Here, since this embodiment is an example of a mechanical gate closing method using a needle, a needle is provided in the nozzle portion, but the presence or absence of a needle is not particularly limited in the present invention.

Moving the explanation to Figure 2.

After the injection molding is completed, as soon as the mold opens, the spring 10
Due to the elastic force, the cavity plate 5 slides along the slide pin 9, hits the stopper protrusion 8, and stops.

In the stopped state, the nozzle and cavity plate are completely separated.

As the sliding mechanism of the cavity plate in the present invention,
The spring method is preferable because it can be miniaturized, but is not particularly limited, and a hydraulic cylinder, an air cylinder, etc. can also be used.

As an example of the molding of the present invention, polysulfone (UCC P 1700) was prepared at one temperature in the cylinder and one temperature in the runner at 40°C.
When molding was carried out at a pressure of 1500wc'' with settings of 40°C and a mold temperature of 100°C, the temperatures of the nozzle and mold were almost as set, and a molded product with good dimensions and appearance was obtained.
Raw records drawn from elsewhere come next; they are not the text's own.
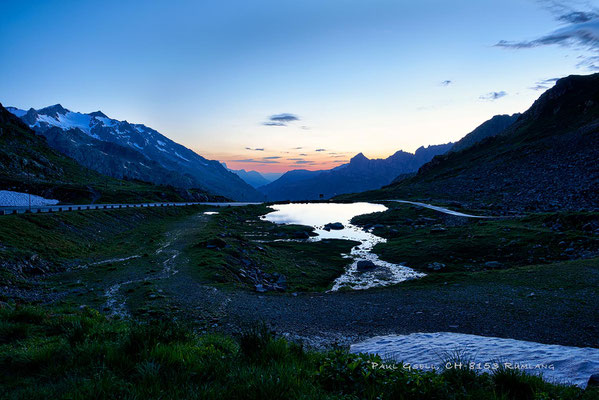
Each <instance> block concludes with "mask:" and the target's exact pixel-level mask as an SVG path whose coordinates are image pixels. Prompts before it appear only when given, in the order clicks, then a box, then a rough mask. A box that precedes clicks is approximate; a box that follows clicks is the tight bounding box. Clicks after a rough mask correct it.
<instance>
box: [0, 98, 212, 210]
mask: <svg viewBox="0 0 599 400" xmlns="http://www.w3.org/2000/svg"><path fill="white" fill-rule="evenodd" d="M0 189H2V190H14V191H22V192H28V193H32V194H37V195H40V196H44V197H47V198H53V199H58V200H61V201H62V202H67V203H90V202H96V203H131V202H142V201H185V200H187V201H189V200H191V199H198V200H200V199H201V200H208V199H216V198H218V196H211V195H208V194H207V193H206V192H205V191H203V190H201V189H191V190H183V189H176V188H174V187H171V186H160V185H153V184H150V183H146V182H141V181H134V180H121V179H114V178H110V177H108V176H105V175H102V174H99V173H97V172H95V171H92V170H90V169H87V168H85V167H83V166H81V165H80V164H79V163H77V162H76V161H75V160H73V159H71V158H69V157H66V156H64V155H62V154H60V153H58V152H56V151H55V150H53V149H52V148H50V147H49V146H48V144H47V142H46V140H45V138H44V137H42V136H39V135H36V134H35V132H33V131H32V130H31V129H29V127H27V126H26V125H25V124H24V123H23V122H22V121H21V120H19V119H18V118H17V117H15V116H14V115H12V114H11V113H9V112H8V111H7V110H6V109H5V108H4V107H2V105H1V104H0Z"/></svg>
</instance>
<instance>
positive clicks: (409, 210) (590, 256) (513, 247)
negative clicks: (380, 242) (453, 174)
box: [352, 203, 599, 273]
mask: <svg viewBox="0 0 599 400" xmlns="http://www.w3.org/2000/svg"><path fill="white" fill-rule="evenodd" d="M389 207H391V209H390V210H388V211H386V212H383V213H374V214H368V215H362V216H358V217H355V218H354V219H353V221H352V222H353V223H355V224H358V225H361V226H372V227H374V233H375V234H377V235H379V236H382V237H385V238H387V239H388V240H387V242H386V243H380V244H378V245H377V246H375V248H374V252H375V253H377V254H378V255H379V256H380V257H381V258H382V259H384V260H386V261H389V262H393V263H401V264H405V265H407V266H409V267H413V268H415V269H419V270H423V271H426V272H433V273H434V272H455V271H476V270H483V269H491V268H493V269H497V268H507V267H512V266H523V265H533V264H549V263H553V262H558V261H566V260H572V259H578V258H590V257H596V256H597V255H599V234H598V233H597V232H599V231H597V229H598V228H599V213H590V212H587V213H584V212H563V213H543V214H531V215H528V216H524V217H513V218H500V219H488V220H478V219H468V218H461V217H453V216H448V215H445V214H442V213H439V212H436V211H432V210H427V209H422V208H419V207H416V206H410V205H405V204H397V203H392V204H389ZM432 263H441V264H443V266H444V267H442V268H441V269H438V270H435V269H434V268H431V267H432V266H431V264H432Z"/></svg>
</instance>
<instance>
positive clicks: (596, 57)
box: [495, 0, 599, 90]
mask: <svg viewBox="0 0 599 400" xmlns="http://www.w3.org/2000/svg"><path fill="white" fill-rule="evenodd" d="M541 3H542V4H543V5H544V7H545V8H546V9H548V10H549V11H550V12H551V13H552V14H553V15H554V17H555V20H556V21H558V22H561V23H564V24H565V25H564V26H562V27H561V28H559V29H557V30H555V31H553V32H551V33H549V34H546V35H542V36H539V37H537V38H535V39H531V40H522V41H508V40H501V41H499V42H498V43H497V44H496V45H495V46H497V47H503V48H512V49H530V48H534V47H541V46H551V45H558V46H562V47H569V48H574V49H576V50H582V51H586V52H587V53H586V54H585V55H584V56H582V59H581V61H580V62H579V64H578V67H586V68H588V69H589V70H599V55H598V54H599V9H597V8H589V6H588V5H586V7H587V10H576V9H574V8H572V6H570V5H568V4H566V3H563V2H559V1H547V0H545V1H541ZM589 51H590V52H591V53H594V54H593V55H589V54H588V52H589ZM538 90H541V89H538Z"/></svg>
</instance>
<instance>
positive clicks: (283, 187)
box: [259, 143, 453, 201]
mask: <svg viewBox="0 0 599 400" xmlns="http://www.w3.org/2000/svg"><path fill="white" fill-rule="evenodd" d="M452 146H453V143H448V144H443V145H438V146H429V147H426V148H425V147H420V148H419V149H418V150H416V152H415V153H414V154H412V153H407V152H404V151H398V152H396V153H395V154H393V155H392V156H390V157H388V158H386V159H376V160H371V159H368V158H366V157H365V156H364V155H363V154H362V153H360V154H358V155H356V156H354V157H353V158H352V159H351V160H350V162H349V163H348V164H344V165H341V166H339V167H336V168H333V169H331V170H325V171H307V170H295V171H289V172H287V173H286V174H284V175H283V176H282V177H281V178H279V179H277V180H276V181H274V182H272V183H270V184H268V185H266V186H263V187H261V188H259V190H260V191H261V192H262V193H264V195H265V196H266V199H267V200H269V201H277V200H315V199H319V198H321V195H322V198H325V199H328V198H331V197H333V196H336V195H339V194H342V193H354V192H361V191H364V190H371V189H375V188H380V187H381V186H383V185H387V184H389V183H390V182H391V181H392V180H393V179H394V178H395V177H397V176H398V175H400V174H404V173H408V172H415V171H416V170H418V168H419V167H420V166H421V165H422V164H424V163H426V162H428V161H430V160H431V159H432V158H433V157H434V156H435V155H437V154H443V153H445V152H447V151H448V150H449V149H450V148H451V147H452Z"/></svg>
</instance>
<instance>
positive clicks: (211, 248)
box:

Furthermore, as a comparative example, molding was performed under the same conditions as in the example using a mold having the same mechanism as in the example except that it did not have a separation mechanism for the nozzle and cavity plate.
The mold temperature reached 160° C. near the nozzle, and the nozzle became clogged, preventing resin from being injected.

Furthermore, when the cylinder temperature and runner temperature were raised to 370℃, injection was possible intermittently, but the mold temperature reached 200℃ near the nozzle, and the solidification of the molded product was insufficient. It was not possible to perform proper molding.
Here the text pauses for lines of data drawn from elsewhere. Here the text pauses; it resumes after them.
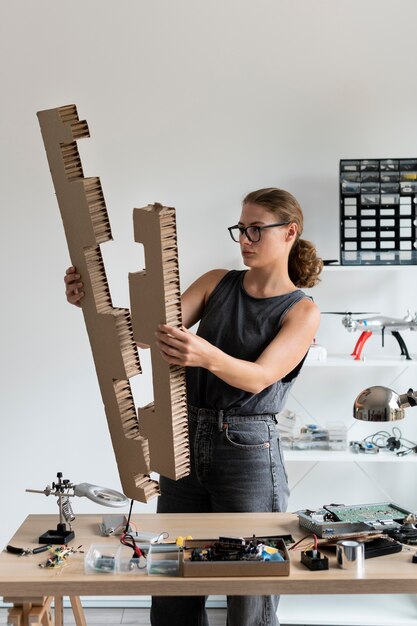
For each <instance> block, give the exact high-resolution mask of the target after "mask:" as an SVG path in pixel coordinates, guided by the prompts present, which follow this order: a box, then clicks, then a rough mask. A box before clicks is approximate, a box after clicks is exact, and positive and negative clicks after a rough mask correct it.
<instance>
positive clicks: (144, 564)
mask: <svg viewBox="0 0 417 626" xmlns="http://www.w3.org/2000/svg"><path fill="white" fill-rule="evenodd" d="M136 546H137V547H138V548H139V549H140V550H141V552H142V553H143V556H141V557H138V556H136V555H135V553H134V551H133V548H130V547H129V546H120V547H119V549H118V551H117V554H116V571H117V572H118V573H119V574H129V576H135V575H141V574H145V575H146V574H147V573H148V554H149V549H150V544H149V543H137V544H136Z"/></svg>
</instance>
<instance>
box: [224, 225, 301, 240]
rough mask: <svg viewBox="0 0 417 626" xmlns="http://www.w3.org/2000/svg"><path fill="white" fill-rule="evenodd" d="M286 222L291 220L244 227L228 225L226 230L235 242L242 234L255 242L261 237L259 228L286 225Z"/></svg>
mask: <svg viewBox="0 0 417 626" xmlns="http://www.w3.org/2000/svg"><path fill="white" fill-rule="evenodd" d="M287 224H291V222H278V223H277V224H266V226H247V227H246V228H244V227H243V226H239V225H238V224H236V226H229V228H228V229H227V230H228V231H229V233H230V236H231V238H232V239H233V241H236V243H239V240H240V237H241V236H242V235H245V236H246V237H247V238H248V239H249V241H251V242H252V243H257V242H258V241H259V240H260V238H261V230H263V229H264V228H274V227H275V226H286V225H287Z"/></svg>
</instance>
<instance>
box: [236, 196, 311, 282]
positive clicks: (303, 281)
mask: <svg viewBox="0 0 417 626" xmlns="http://www.w3.org/2000/svg"><path fill="white" fill-rule="evenodd" d="M249 203H253V204H258V205H260V206H263V207H265V208H266V209H267V210H268V211H270V212H271V213H273V214H274V215H275V216H276V217H277V219H278V221H280V222H291V223H294V224H297V227H298V232H297V237H296V239H295V241H294V243H293V246H292V248H291V251H290V255H289V257H288V274H289V277H290V279H291V280H292V282H293V283H294V285H296V287H314V285H317V283H318V282H320V278H319V275H320V272H321V270H322V269H323V260H322V259H321V258H320V257H319V256H317V252H316V248H315V246H314V244H312V243H311V241H307V240H306V239H301V237H300V235H301V234H302V232H303V225H304V218H303V212H302V210H301V207H300V205H299V203H298V201H297V200H296V198H294V196H293V195H292V194H291V193H289V192H288V191H285V190H284V189H277V188H276V187H267V188H265V189H258V190H257V191H251V192H250V193H248V194H247V196H245V198H244V199H243V203H242V204H244V205H245V204H249Z"/></svg>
[Brief explanation of the drawing]

Both FIG. 1 and FIG. 2 are cross-sectional views of the mold. Figure 1 shows the process of injecting molten resin into a mold, and Figure 2 shows the process of separating the nozzle and cavity plate after injection molding is complete. 1...Hot runner-12...Hot runner block, 3...Needle, 4...
... Nozzle, 5... Cavity plate, 6...
...Cooling water hole, 7...Cavity, 8...
...Stock bar 19...Slide pin, 1
0... Spring, 11... Heat insulation layer,
12... Molten resin.

Claims (1)

[Claims] 1 In molding using a synthetic resin injection mold with a hot runner, the process of injection molding with the nozzle for injecting molten resin into the mold fitted into the through hole of the cavity plate, and the completion of injection molding. A synthetic resin injection molding method comprising the step of later separating the nozzle and the cavity plate.